Так ты ничего не добьешься.
Я не спала три недели. Мне казалось, что самое красивое на земле – это, наверное, тени. Миллионы движущихся очертаний и замкнутых пространств теней. Тени прятались в ящиках комодов, в шкафах и чемоданах, их отбрасывали дома, деревья и камни, они скрывались за человеческими взглядами и улыбками, и многие километры теней жили на ночной стороне планеты.
Я посмотрела на две полоски лейкопластыря телесного цвета, наклеенные крест-накрест на икре моей правой ноги.
В то утро я предприняла первую попытку.
Я заперлась в ванной, напустила полную ванну теплой воды и достала жиллетовское лезвие.

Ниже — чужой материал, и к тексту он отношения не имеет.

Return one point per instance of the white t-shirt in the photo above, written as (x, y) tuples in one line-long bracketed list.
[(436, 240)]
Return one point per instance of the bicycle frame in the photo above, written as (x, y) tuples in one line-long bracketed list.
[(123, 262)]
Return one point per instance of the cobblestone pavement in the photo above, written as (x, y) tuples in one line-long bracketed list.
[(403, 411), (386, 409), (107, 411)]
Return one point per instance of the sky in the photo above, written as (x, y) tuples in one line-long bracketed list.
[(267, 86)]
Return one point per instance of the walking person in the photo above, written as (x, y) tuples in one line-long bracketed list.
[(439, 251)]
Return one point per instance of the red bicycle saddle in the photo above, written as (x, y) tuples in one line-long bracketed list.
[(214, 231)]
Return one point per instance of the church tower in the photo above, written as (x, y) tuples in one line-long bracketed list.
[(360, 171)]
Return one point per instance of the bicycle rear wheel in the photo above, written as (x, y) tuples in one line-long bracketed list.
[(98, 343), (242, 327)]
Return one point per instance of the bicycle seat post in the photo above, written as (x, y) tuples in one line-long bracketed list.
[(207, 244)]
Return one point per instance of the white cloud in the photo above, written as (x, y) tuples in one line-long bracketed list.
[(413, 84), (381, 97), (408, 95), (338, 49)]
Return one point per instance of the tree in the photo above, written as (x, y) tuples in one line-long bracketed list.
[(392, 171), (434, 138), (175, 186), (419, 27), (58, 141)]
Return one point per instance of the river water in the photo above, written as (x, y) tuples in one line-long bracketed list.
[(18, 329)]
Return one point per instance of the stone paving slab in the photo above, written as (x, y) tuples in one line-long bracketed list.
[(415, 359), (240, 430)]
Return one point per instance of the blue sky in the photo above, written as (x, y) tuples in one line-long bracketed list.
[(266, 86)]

Когда одного древнеримского философа или кого-то еще спросили, как он хочет умереть, тот ответил, что вскроет себе вены в теплой ванне. Я подумала, что это окажется легко – лежать в ванне и видеть, как от запястий расплывается краснота, толчок за толчком заполняя чистую воду, пока я не погружусь в сон под водной гладью, яркой, как маки.
Но когда я почти решилась, кожа на запястье показалась мне такой белой и беззащитной, что у меня не хватило духу. Казалось, то, что я хотела убить, заключалось не в коже и не в тонкой синеватой ниточке, пульсирующей у основания большого пальца, но где-то еще, глубже, в потаенном месте, куда добраться гораздо труднее.
Понадобится совершить два движения. Одно запястье, потом другое. Даже три движения, если считать перемещение лезвия из руки в руку. Потом я залезу в ванну и лягу.
Я придвинулась к шкафчику с лекарствами. Если бы я тогда посмотрела в зеркало, я бы увидела кого-то другого, как в книге или пьесе. Но отражавшийся в зеркале человек был парализованным и слишком отупевшим, чтобы хоть что-то сделать.
Потом я подумала, что, может, надо пустить немного крови, чтобы отточить движения, села на край ванны и положила лодыжку правой ноги на левое колено. Затем я подняла правую руку с лезвием и отпустила ее, чтобы та упала под собственной тяжестью, как гильотина, на икру правой ноги.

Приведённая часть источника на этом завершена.